Extraction and quality detection of total DNA of soil
0.5g of a soil sample was taken and FastDNA was usedTExtracting total DNA of Soil by using an M Spin Kit for Soil Kit, referring to Kit specifications in specific steps, and storing an extracted DNA sample in a refrigerator at the temperature of-20 ℃ for later use. The concentration of a soil DNA sample is measured by using a Qubit fluorescence quantitative analyzer, the integrity and the purity of the DNA sample are simultaneously detected by adopting a gel electrophoresis method, the agarose concentration is 1 percent, the Marker is Trans 15K plus, the sample loading amount is 1 mu L, the voltage is 100V, and the electrophoresis time is 40 min. The results indicate that the DNA samples can be used for macro-genomic pooling and sequencing analysis.
Metagenomic library construction and sequencing
By using
UltraTMAnd constructing a DNA sequencing library by using the DNA library preparation kit.
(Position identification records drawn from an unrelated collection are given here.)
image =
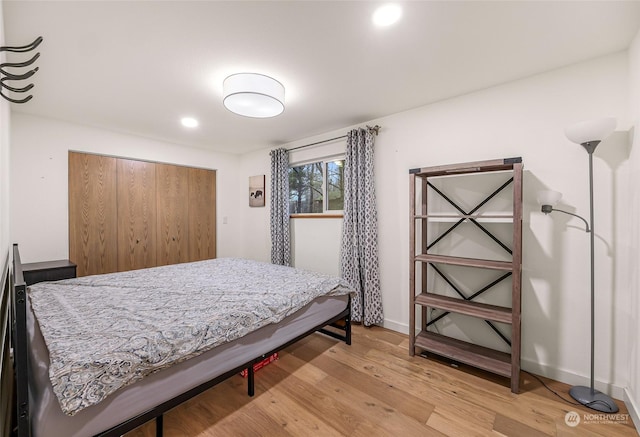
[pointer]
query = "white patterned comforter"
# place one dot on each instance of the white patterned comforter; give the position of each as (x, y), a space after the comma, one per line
(104, 332)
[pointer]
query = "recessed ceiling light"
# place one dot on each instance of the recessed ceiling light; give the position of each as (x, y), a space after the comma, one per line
(189, 122)
(387, 15)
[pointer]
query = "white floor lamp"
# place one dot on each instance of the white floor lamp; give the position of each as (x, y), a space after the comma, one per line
(588, 134)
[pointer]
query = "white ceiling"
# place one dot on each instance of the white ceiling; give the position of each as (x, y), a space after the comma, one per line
(138, 67)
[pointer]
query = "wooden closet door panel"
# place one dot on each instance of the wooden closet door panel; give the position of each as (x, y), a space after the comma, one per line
(202, 214)
(172, 189)
(136, 214)
(92, 213)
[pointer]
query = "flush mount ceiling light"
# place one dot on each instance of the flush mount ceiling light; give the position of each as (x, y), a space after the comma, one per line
(189, 122)
(386, 15)
(253, 95)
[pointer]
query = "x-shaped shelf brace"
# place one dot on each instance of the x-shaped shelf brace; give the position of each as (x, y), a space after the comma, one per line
(486, 231)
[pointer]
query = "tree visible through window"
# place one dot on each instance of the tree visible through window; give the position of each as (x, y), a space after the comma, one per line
(316, 187)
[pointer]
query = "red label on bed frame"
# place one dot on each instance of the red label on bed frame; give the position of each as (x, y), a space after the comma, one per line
(259, 365)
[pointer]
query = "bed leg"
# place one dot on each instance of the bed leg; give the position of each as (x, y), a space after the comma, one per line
(159, 426)
(250, 381)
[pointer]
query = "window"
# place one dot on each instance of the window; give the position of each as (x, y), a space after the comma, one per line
(316, 187)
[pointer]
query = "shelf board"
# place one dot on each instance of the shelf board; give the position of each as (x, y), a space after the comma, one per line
(467, 262)
(464, 352)
(452, 218)
(475, 309)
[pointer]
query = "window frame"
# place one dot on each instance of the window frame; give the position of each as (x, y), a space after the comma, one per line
(326, 213)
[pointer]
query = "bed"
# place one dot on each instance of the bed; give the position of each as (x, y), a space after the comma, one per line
(75, 380)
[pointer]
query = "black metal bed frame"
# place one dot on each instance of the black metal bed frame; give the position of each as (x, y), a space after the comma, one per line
(20, 343)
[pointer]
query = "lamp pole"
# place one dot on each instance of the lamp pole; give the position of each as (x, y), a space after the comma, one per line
(589, 396)
(590, 150)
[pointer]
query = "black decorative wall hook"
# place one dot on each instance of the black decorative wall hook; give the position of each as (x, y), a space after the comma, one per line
(9, 76)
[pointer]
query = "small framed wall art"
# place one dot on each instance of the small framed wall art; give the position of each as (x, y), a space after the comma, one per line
(256, 190)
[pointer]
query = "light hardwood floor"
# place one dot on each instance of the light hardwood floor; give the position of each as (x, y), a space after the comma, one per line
(322, 387)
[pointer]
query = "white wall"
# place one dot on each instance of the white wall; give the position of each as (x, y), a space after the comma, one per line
(630, 239)
(523, 118)
(39, 193)
(4, 161)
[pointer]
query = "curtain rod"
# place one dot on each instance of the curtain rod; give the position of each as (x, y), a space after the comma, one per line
(372, 129)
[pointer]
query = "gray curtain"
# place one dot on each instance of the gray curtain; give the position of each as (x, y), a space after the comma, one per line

The total DNA of the soil is randomly broken into fragments with the length of 350bp by an ultrasonic disruptor.
Performing end repairing, adding 55.5 μ L of LDNA fragment (about 1 μ g), 3.0 μ L of end repairing enzyme, and end repairing reaction buffer (10X) into the tube, placing in a thermal cycler, setting the temperature of a thermal cover to be more than or equal to 75 ℃, and performing reaction at 20 ℃ for 30 minutes, 65 ℃ for 30 minutes, and storing at 4 ℃.
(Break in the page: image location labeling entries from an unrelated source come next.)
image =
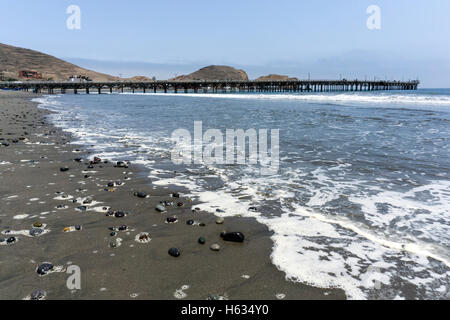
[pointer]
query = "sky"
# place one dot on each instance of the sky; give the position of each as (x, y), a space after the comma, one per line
(316, 39)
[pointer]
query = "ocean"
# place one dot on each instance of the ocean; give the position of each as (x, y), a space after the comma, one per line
(361, 199)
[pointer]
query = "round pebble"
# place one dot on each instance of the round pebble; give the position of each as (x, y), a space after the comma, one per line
(119, 214)
(160, 208)
(44, 268)
(11, 240)
(141, 195)
(215, 247)
(38, 295)
(171, 220)
(174, 252)
(35, 232)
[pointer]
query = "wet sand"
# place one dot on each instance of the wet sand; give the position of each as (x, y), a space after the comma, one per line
(31, 179)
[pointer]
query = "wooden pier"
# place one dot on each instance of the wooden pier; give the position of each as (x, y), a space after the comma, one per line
(211, 86)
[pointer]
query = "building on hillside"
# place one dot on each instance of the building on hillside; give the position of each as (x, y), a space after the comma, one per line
(29, 74)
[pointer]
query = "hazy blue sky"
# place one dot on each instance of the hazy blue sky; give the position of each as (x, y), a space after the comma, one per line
(326, 38)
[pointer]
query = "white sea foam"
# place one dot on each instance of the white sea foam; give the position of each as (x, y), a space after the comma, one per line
(311, 246)
(320, 97)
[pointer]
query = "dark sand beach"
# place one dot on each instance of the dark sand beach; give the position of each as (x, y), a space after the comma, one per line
(30, 179)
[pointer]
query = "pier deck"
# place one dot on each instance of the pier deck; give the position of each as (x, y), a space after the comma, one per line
(212, 86)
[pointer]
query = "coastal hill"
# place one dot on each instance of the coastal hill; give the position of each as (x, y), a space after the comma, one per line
(15, 59)
(214, 73)
(276, 77)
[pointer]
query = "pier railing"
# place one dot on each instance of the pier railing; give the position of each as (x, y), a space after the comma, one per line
(221, 86)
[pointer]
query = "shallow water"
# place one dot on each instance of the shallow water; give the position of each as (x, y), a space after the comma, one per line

Performing linker ligation, adding 15 μ L Blunt/TA ligase, 1 μ L ligation synergist and 2.5 μ L EBNext linker to the end-repair reaction mixture, incubating for 15 min at 20 ℃ in a thermal cycler, adding 3 μ LUSER enzyme to the mixed system, mixing, incubating for 15 min at 37 ℃, and heating to a temperature not lower than 47 ℃.
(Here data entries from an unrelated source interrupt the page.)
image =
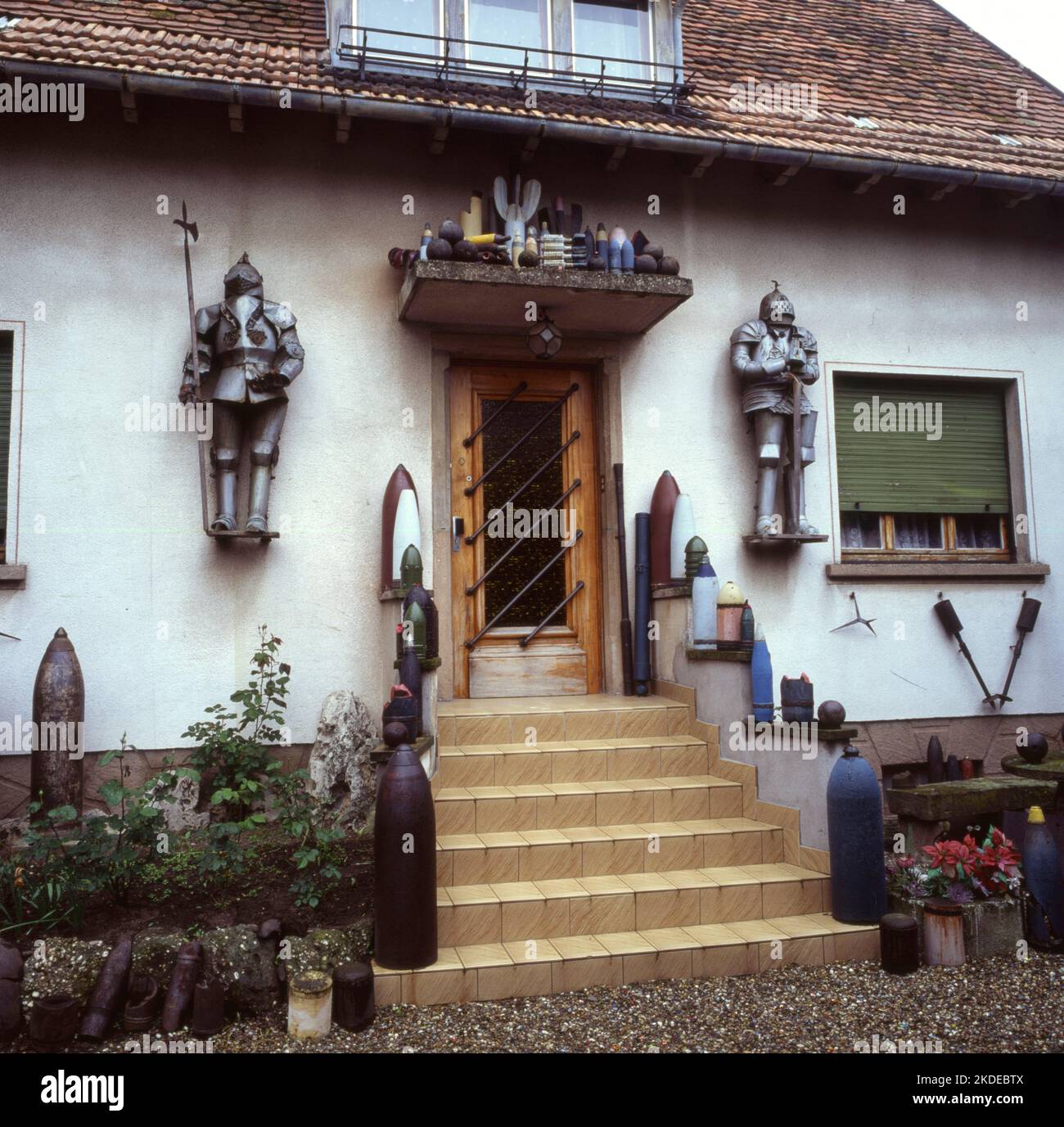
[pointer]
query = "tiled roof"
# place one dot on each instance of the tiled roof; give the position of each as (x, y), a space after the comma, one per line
(895, 81)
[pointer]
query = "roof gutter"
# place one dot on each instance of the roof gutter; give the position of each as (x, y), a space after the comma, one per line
(456, 117)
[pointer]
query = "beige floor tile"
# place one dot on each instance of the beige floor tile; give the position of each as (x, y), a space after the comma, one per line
(483, 729)
(486, 866)
(660, 965)
(558, 810)
(534, 950)
(666, 939)
(593, 915)
(561, 890)
(725, 960)
(440, 987)
(670, 908)
(642, 723)
(588, 973)
(640, 762)
(522, 768)
(534, 920)
(756, 931)
(612, 858)
(484, 955)
(531, 980)
(625, 942)
(579, 767)
(589, 725)
(548, 863)
(579, 947)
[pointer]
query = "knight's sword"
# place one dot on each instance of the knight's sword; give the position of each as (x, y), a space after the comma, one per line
(192, 229)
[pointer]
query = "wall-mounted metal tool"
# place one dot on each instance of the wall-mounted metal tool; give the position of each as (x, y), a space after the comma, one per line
(1024, 624)
(953, 625)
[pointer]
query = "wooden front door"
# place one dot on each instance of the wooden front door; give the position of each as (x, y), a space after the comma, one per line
(525, 546)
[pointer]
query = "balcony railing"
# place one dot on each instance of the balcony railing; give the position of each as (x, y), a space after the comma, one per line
(448, 60)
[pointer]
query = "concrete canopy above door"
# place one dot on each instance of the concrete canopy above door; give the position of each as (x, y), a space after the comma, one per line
(589, 304)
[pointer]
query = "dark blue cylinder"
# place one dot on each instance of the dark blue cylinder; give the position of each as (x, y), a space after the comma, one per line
(642, 658)
(1045, 886)
(761, 678)
(854, 837)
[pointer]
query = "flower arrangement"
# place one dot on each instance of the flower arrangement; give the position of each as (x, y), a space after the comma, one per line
(959, 870)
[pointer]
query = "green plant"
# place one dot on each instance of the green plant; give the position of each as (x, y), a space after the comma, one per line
(29, 905)
(317, 854)
(80, 855)
(232, 755)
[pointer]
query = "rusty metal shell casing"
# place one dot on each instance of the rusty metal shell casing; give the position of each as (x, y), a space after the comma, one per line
(410, 675)
(405, 860)
(209, 1008)
(110, 992)
(183, 984)
(354, 1005)
(53, 1022)
(57, 715)
(662, 505)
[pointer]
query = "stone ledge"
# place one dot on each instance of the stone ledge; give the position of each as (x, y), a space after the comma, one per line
(941, 801)
(947, 570)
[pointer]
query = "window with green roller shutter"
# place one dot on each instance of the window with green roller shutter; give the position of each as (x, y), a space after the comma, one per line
(7, 364)
(922, 467)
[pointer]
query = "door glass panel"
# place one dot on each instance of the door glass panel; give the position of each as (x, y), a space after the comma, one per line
(607, 29)
(512, 24)
(419, 17)
(507, 524)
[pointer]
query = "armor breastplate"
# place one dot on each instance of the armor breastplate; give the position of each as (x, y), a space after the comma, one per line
(242, 325)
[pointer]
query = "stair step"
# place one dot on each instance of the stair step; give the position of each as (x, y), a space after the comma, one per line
(573, 761)
(594, 851)
(553, 805)
(517, 911)
(519, 719)
(486, 971)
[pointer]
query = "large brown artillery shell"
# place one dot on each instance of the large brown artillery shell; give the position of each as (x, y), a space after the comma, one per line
(405, 855)
(209, 1008)
(142, 1004)
(397, 484)
(110, 992)
(662, 505)
(353, 1001)
(183, 982)
(53, 1022)
(11, 993)
(57, 714)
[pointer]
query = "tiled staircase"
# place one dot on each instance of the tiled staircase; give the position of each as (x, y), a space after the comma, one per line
(588, 841)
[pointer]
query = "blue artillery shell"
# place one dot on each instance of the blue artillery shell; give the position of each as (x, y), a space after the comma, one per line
(1042, 870)
(761, 682)
(854, 836)
(405, 864)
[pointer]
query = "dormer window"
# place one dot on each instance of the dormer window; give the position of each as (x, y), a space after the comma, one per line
(516, 25)
(602, 48)
(412, 17)
(615, 30)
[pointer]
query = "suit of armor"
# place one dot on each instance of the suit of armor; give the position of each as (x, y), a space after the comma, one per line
(765, 353)
(251, 350)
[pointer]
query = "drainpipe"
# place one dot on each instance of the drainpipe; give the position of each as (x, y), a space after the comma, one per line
(519, 125)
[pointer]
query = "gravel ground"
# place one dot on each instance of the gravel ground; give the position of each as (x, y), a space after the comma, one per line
(991, 1005)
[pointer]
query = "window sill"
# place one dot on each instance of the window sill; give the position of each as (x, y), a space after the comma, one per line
(12, 576)
(946, 570)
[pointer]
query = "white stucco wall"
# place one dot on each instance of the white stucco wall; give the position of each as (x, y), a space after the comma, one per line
(164, 620)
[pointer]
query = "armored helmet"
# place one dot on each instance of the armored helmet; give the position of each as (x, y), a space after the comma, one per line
(244, 278)
(777, 308)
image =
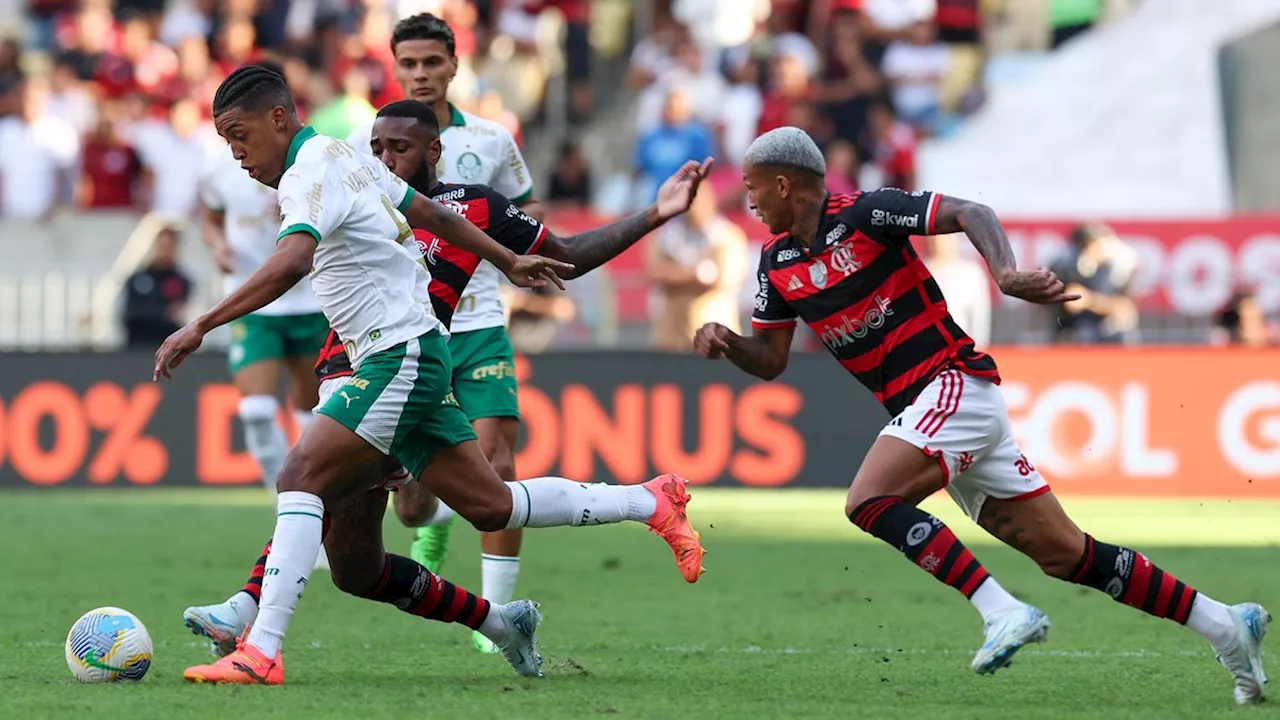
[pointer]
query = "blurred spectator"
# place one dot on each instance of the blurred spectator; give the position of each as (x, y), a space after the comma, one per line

And (3) screening the sizes of the nucleic acid fragments, and adding 13.5 mu L of distilled water and 40 mu L of LAMPure XP magnetic beads into a connection reaction system. Mix well and incubate at room temperature for 5 minutes. The tube was placed on a magnetic stand and the supernatant was separated from the magnetic beads. After 5 minutes, the supernatant containing the DNA was carefully transferred to a new tube while discarding the magnetic beads containing the larger DNA fragments and adding again 20. mu.L LAMPure XP magnetic beads. Mix well and incubate at room temperature for 5 minutes. The tube was placed on a magnetic stand for 5 minutes and the supernatant was separated from the magnetic beads. After 5 minutes, the supernatant containing the non-target size DNA fragments was carefully removed. On a magnetic stand, 200 μ L of 80% ethanol was added to the tube. And (4) incubating at room temperature for 30 seconds, sucking and removing supernatant, repeating the steps once, and finally uncovering and airing the magnetic beads for 5 minutes. The tube was removed from the magnetic stand and the target sized DNA was eluted from the beads into 17. mu.L of 10 mM Tris-HCl, mixed well with a vortexer and incubated at room temperature for 2 minutes. The tube was placed on a magnetic stand and after 5 minutes 15. mu.L of the liquid was transferred to a new PCR tube for amplification.
PCR amplification was performed by adding 15. mu.L of adaptor-ligated fragment, 25. mu.L of EBNext Q5 Hot Start HiFi PCR Master Mix, 10. mu.L of Landex/universal primer to PCR tubes (total volume 50. mu.l). The PCR reaction condition is pre-denaturation at 98 ℃ for 30 seconds; denaturation at 98 ℃ for 10 seconds; annealing/extension at 65 ℃ for 75 seconds, repeated for 4 cycles; final extension at 65 ℃ for 5 min; storing at 4 ℃.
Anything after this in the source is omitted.